Hello All,
I have isolated a new organism and got its 16S sequenced. Based on 16S seqencing its closest homolog is Acinetobacter baumanii and the 16S shows 99% identity. Now I did the WGS and based on WGS its closest homolog is Enterobacter cloacae. Why this difference ? To confirm, I did some further test:
1) I tried different assemblers viz. SPAdes, IDBA, Ray, A6, Mascura, kiki, MegaHIT. All the assemblers gave results but when I BLASTed the assembled genome from respective assemblies with the 16S sequence (initially sequenced), only Spades assembled shows 85% identity and 63% query cover. Same assembly shows 99% identity and 63% query cover with enterococacae (closest homolog according to WGS).
2) when I align the FASTQ sequence using HISAT using enterococacae and Acinetobacter as the reference genome, mapped reads are approximately 87.39% and 0.05% respectively.
Please let me know where I am going wrong? What should I do ?
What "do the WGS" and "based on WGS the closest homolog is" mean? You have to explain in more detail.
Maybe you isolate is not an isolate after all - I have seen this happen with a certain frequency. Try blobtools to explore the taxonomic composition of the putative isolate.
WGS means whole genome sequencing and we constructed the species tree based on the whole genome sequence.

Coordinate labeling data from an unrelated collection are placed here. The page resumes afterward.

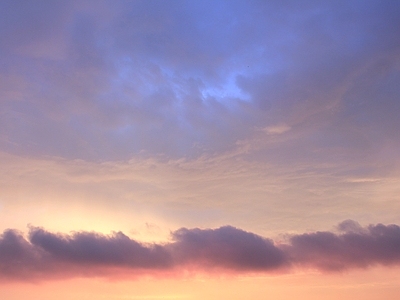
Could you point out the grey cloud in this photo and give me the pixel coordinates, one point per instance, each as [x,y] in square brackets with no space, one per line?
[120,77]
[44,255]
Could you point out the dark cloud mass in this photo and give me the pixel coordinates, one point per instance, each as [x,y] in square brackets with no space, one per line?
[44,255]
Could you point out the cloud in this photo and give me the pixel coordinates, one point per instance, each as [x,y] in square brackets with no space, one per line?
[106,81]
[226,249]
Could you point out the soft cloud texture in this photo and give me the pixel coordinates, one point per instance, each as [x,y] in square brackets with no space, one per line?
[111,79]
[44,254]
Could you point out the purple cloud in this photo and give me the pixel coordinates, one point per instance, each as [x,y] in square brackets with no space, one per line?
[227,248]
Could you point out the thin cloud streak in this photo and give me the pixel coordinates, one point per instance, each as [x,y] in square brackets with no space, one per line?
[44,255]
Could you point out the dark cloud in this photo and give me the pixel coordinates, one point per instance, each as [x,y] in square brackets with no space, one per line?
[226,247]
[355,248]
[108,80]
[45,255]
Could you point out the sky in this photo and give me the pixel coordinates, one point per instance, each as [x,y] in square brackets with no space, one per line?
[199,149]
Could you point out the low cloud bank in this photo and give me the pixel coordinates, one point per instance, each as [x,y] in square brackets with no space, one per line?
[44,254]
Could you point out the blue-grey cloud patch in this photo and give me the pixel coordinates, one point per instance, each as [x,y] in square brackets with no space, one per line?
[109,80]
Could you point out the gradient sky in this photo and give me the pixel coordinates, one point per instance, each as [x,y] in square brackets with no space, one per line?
[199,149]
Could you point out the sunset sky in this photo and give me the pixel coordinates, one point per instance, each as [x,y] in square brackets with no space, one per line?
[199,149]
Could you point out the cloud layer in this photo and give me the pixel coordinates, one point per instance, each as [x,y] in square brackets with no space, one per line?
[108,80]
[45,255]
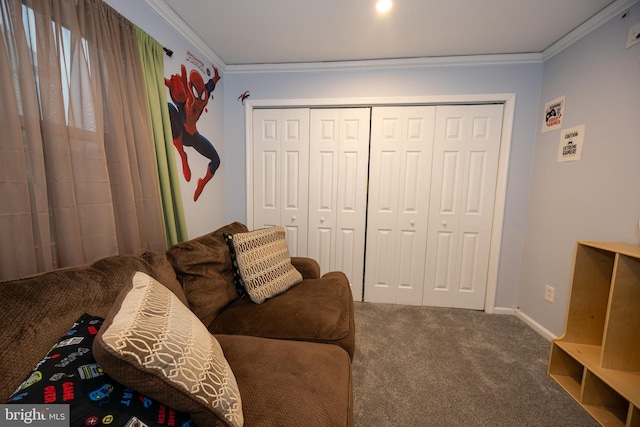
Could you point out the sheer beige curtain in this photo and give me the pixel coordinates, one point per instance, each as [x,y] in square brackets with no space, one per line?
[77,173]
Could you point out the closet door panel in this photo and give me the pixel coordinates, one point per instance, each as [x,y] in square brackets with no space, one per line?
[280,175]
[401,145]
[339,151]
[466,151]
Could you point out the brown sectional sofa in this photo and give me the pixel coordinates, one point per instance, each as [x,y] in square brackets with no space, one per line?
[291,356]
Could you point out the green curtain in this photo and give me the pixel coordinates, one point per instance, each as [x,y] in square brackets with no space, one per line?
[152,55]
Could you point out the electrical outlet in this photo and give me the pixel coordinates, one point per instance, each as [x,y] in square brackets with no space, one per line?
[549,293]
[634,35]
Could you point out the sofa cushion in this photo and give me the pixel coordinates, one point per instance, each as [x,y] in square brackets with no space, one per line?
[263,262]
[205,270]
[153,343]
[290,383]
[69,374]
[318,310]
[40,308]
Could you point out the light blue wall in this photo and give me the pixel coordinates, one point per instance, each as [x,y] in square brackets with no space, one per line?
[549,205]
[524,80]
[597,198]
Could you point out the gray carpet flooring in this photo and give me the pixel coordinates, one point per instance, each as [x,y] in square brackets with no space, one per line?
[426,366]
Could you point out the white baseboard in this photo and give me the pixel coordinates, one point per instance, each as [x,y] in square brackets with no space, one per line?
[547,334]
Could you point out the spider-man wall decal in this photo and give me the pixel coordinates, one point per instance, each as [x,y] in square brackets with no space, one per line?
[190,97]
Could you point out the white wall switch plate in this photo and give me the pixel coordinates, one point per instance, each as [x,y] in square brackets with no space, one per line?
[634,35]
[549,293]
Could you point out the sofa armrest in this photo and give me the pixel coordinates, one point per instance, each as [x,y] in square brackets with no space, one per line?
[308,267]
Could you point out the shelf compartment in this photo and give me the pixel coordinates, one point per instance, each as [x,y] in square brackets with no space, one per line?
[634,417]
[593,270]
[622,333]
[602,402]
[566,371]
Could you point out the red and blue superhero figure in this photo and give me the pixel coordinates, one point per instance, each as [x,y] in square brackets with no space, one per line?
[190,99]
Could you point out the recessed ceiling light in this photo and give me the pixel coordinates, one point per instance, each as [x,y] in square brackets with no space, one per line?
[383,6]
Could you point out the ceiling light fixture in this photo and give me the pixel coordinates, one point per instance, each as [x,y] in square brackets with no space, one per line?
[383,6]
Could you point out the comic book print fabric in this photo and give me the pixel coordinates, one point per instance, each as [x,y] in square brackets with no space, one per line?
[69,374]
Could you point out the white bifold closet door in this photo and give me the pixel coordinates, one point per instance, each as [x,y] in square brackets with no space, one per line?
[465,169]
[281,173]
[338,164]
[399,186]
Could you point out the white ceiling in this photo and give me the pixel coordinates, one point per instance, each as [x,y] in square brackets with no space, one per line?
[247,32]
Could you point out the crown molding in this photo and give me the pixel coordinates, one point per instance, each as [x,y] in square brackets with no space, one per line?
[609,12]
[386,64]
[170,17]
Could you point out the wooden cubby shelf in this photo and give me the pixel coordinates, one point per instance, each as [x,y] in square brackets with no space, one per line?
[597,359]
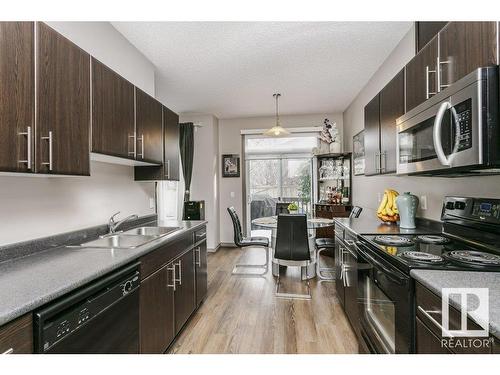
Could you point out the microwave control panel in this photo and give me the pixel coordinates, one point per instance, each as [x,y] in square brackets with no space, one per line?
[463,117]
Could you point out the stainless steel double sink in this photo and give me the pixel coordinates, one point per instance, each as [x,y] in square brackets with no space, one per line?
[130,239]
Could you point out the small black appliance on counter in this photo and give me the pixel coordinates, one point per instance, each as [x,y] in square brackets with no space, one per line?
[194,210]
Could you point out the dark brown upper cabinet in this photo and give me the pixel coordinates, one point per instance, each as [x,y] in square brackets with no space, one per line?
[392,106]
[113,128]
[372,137]
[17,97]
[149,140]
[63,105]
[425,31]
[169,170]
[464,47]
[421,76]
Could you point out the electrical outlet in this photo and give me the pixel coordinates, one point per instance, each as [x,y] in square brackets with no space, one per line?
[423,202]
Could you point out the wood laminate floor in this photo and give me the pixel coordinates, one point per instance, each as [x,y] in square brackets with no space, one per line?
[242,315]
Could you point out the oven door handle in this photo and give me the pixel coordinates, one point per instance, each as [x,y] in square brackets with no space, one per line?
[400,280]
[436,135]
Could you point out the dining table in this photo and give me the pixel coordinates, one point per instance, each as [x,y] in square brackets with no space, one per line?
[271,223]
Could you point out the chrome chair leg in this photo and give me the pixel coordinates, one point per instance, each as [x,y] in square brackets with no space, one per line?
[264,266]
[320,269]
[306,296]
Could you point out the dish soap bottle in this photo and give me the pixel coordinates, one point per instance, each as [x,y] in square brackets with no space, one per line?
[407,205]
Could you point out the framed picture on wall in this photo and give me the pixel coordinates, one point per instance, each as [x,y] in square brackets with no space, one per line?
[358,153]
[231,165]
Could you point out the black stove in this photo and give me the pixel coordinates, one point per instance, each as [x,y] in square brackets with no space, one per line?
[469,241]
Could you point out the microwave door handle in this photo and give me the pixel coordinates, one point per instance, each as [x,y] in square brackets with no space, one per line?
[436,136]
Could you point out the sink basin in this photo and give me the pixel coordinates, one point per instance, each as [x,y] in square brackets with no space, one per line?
[152,231]
[120,241]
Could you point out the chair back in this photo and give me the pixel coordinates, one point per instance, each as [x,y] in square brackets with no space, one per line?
[292,242]
[356,211]
[282,208]
[238,235]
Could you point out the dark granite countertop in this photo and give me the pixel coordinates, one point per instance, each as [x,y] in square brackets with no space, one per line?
[31,281]
[436,280]
[370,224]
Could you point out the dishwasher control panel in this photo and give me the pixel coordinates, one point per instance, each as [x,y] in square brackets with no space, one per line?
[60,320]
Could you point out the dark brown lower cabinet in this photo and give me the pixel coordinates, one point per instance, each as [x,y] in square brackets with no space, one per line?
[16,337]
[185,290]
[157,311]
[201,266]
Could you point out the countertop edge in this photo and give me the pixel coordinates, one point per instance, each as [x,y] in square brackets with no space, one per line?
[46,298]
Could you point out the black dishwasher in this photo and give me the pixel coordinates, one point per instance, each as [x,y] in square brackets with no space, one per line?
[102,317]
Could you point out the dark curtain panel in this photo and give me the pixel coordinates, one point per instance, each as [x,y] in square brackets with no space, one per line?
[186,145]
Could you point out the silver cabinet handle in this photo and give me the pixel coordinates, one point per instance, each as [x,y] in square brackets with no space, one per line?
[134,151]
[439,74]
[179,280]
[428,93]
[50,139]
[27,133]
[168,168]
[141,138]
[197,251]
[173,277]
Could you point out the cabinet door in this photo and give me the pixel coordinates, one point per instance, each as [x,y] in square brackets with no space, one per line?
[185,291]
[420,75]
[392,106]
[17,107]
[351,290]
[339,273]
[16,337]
[149,143]
[372,137]
[464,47]
[171,125]
[113,130]
[200,258]
[63,92]
[157,311]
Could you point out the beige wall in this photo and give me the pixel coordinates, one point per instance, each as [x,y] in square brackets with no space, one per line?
[39,206]
[230,143]
[366,189]
[205,179]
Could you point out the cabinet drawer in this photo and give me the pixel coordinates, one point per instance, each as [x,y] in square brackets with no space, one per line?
[17,337]
[429,311]
[161,256]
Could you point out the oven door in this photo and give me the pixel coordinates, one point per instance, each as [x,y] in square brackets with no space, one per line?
[444,136]
[384,304]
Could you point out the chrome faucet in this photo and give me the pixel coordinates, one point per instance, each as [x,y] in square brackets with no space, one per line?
[113,225]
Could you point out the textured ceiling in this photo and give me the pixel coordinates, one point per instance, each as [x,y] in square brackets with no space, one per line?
[231,69]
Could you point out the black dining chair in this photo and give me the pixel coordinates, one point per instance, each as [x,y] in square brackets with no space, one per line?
[292,249]
[281,208]
[241,241]
[328,244]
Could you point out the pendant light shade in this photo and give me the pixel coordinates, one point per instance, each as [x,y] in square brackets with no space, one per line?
[277,130]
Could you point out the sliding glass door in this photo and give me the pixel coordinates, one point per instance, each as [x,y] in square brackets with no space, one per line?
[272,177]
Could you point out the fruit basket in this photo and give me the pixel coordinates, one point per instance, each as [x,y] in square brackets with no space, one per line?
[388,210]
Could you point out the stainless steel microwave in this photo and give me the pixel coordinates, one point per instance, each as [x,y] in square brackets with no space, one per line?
[454,133]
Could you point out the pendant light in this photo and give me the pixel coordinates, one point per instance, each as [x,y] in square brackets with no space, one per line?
[277,130]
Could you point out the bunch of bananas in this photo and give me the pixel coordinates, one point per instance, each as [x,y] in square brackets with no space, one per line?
[388,211]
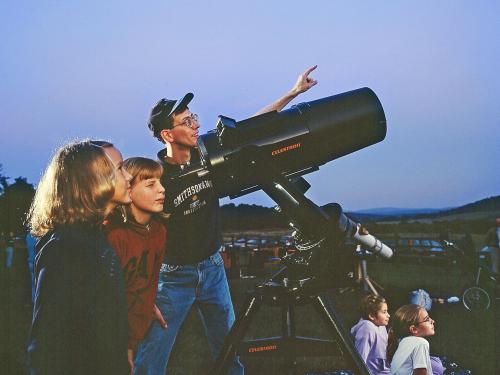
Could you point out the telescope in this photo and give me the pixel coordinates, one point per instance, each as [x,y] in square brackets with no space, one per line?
[272,152]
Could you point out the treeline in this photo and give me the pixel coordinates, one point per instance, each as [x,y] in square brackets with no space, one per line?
[15,200]
[250,217]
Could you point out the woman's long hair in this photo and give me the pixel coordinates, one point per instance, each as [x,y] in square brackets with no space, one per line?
[401,321]
[76,187]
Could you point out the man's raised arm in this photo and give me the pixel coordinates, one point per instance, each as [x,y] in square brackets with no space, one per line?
[304,83]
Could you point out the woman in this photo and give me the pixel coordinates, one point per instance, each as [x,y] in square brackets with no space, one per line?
[79,321]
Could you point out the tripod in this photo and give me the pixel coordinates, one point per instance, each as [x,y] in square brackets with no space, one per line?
[362,277]
[289,346]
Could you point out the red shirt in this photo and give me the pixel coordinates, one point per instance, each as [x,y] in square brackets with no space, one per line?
[141,250]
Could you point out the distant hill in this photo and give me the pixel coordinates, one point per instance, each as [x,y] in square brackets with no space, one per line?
[482,209]
[395,211]
[244,216]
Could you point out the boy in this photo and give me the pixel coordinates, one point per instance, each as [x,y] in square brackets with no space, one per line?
[139,242]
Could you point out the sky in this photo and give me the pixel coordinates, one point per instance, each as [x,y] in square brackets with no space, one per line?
[93,69]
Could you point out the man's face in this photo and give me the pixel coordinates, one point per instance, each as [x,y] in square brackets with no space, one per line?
[183,134]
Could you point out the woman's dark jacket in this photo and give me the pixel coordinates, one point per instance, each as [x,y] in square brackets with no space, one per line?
[80,314]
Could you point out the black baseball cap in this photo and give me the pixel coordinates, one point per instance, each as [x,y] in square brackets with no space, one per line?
[161,114]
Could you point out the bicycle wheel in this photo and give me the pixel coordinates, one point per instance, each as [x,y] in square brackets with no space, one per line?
[476,299]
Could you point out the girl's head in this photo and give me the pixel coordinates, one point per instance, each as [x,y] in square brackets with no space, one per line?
[374,308]
[408,320]
[147,192]
[83,182]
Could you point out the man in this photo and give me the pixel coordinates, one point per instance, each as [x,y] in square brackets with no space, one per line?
[193,269]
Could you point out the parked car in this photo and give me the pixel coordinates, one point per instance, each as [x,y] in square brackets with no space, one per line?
[427,248]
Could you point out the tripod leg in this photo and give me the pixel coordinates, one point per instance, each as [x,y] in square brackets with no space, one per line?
[288,331]
[330,317]
[236,335]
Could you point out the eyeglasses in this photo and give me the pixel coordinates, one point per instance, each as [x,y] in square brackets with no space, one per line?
[426,319]
[188,121]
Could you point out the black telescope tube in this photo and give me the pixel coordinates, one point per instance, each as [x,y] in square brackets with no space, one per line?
[294,141]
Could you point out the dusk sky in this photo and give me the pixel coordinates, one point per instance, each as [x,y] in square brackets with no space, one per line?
[93,69]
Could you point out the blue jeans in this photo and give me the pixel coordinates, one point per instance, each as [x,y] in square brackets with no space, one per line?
[179,287]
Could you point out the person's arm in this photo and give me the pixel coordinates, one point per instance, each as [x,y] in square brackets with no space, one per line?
[304,83]
[363,341]
[52,324]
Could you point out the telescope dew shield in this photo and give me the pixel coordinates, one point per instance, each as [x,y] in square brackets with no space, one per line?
[293,142]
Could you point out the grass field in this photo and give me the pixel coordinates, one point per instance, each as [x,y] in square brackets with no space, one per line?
[472,339]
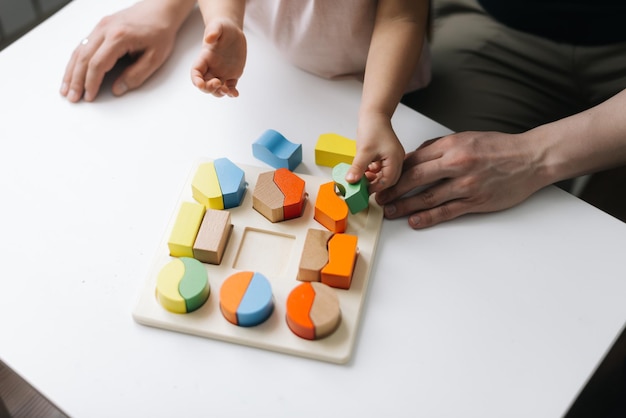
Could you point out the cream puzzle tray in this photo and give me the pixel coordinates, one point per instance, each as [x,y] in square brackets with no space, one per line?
[273,249]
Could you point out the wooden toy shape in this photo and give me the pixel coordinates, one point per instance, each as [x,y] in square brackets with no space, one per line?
[332,149]
[246,299]
[342,254]
[274,149]
[314,255]
[205,186]
[212,236]
[182,285]
[185,229]
[331,210]
[293,188]
[232,182]
[267,198]
[279,195]
[313,311]
[356,195]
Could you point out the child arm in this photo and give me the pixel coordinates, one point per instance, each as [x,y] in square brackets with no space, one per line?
[395,48]
[223,55]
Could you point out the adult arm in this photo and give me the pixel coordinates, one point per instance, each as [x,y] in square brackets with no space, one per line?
[472,172]
[146,30]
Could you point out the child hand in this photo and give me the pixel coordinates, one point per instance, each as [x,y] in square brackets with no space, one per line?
[379,154]
[222,59]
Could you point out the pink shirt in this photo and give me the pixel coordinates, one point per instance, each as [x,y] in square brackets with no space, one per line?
[329,38]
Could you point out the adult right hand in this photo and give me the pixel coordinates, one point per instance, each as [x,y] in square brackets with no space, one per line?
[146,31]
[468,172]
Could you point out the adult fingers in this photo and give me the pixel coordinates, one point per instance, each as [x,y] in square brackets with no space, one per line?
[414,177]
[139,71]
[73,85]
[442,213]
[102,61]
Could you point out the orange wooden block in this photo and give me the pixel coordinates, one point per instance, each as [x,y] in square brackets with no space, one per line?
[342,254]
[313,311]
[292,188]
[325,312]
[232,292]
[299,304]
[314,255]
[267,198]
[331,210]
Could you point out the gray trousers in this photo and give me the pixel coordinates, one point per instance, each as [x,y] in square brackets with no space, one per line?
[487,76]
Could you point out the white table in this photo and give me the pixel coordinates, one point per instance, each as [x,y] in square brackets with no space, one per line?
[504,314]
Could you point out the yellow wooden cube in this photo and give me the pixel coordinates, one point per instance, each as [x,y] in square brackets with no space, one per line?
[332,149]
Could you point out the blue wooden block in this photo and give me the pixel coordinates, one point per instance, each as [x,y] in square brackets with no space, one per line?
[275,150]
[257,303]
[232,180]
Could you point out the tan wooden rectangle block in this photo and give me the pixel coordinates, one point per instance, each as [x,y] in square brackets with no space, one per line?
[212,236]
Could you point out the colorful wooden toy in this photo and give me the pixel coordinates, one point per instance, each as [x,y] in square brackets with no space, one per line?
[219,184]
[328,258]
[332,149]
[185,229]
[279,195]
[313,311]
[331,211]
[205,186]
[267,198]
[342,255]
[356,195]
[254,244]
[212,237]
[232,181]
[314,255]
[246,299]
[276,150]
[182,285]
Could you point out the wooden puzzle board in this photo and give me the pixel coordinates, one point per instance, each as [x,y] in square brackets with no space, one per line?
[273,249]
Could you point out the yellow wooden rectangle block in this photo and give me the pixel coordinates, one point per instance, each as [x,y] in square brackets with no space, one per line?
[185,229]
[205,187]
[332,149]
[212,236]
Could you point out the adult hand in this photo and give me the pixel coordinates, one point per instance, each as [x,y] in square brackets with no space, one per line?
[147,31]
[463,173]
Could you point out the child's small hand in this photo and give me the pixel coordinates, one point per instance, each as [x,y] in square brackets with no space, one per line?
[222,59]
[379,154]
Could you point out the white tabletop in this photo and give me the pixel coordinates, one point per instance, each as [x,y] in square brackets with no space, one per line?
[504,314]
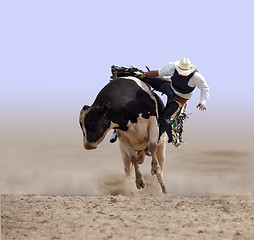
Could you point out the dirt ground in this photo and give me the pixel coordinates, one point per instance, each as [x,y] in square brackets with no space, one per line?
[64,192]
[127,217]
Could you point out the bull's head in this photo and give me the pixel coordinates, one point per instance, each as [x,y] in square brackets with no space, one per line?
[95,124]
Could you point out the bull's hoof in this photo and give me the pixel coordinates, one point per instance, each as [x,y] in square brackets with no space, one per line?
[140,184]
[155,170]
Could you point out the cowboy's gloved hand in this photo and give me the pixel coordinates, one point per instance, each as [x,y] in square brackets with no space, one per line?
[143,75]
[201,107]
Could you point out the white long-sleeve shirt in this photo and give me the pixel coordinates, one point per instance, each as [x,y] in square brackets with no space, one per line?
[197,80]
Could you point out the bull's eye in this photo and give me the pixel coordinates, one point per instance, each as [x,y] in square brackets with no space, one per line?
[81,125]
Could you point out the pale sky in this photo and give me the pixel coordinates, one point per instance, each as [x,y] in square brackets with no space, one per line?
[56,55]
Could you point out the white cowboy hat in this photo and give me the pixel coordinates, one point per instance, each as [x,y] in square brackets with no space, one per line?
[184,67]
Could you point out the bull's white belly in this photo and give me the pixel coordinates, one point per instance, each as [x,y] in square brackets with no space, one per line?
[137,134]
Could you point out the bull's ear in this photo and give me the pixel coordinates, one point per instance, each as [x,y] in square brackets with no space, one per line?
[105,107]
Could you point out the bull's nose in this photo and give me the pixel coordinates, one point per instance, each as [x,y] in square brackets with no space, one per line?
[89,146]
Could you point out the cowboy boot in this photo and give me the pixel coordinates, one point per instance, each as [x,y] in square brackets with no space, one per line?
[113,137]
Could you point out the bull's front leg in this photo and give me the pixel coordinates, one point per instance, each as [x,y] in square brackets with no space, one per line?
[139,178]
[152,146]
[130,156]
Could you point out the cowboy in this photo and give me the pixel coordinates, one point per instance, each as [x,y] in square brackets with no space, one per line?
[184,77]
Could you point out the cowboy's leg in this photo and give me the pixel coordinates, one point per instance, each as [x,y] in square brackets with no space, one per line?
[165,118]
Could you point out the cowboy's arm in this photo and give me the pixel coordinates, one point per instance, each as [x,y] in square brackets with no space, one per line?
[167,70]
[153,73]
[204,90]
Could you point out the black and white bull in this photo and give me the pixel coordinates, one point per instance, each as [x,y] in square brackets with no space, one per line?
[128,105]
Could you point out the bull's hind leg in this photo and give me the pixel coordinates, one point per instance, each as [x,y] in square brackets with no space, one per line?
[126,161]
[130,156]
[152,146]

I am certain that isolate I am sequencing is my isolate as when I grew it on plate it is a pure culture and gram staining also shows its a pure culture and moreover the ability for which it was isolated is also present.
since WGS also contains 16s sequence data (to my understanding), did you try comparing sequencing data from 16 s sequencing and 16s sequencing data from WGS? aggsandy8
Please select a more descriptive title for your question. "Problem with WGS" does not tell users who can help you what your problem is about.
Something like "difference between closest homolog based on 16S and WGS" would be lots more informative.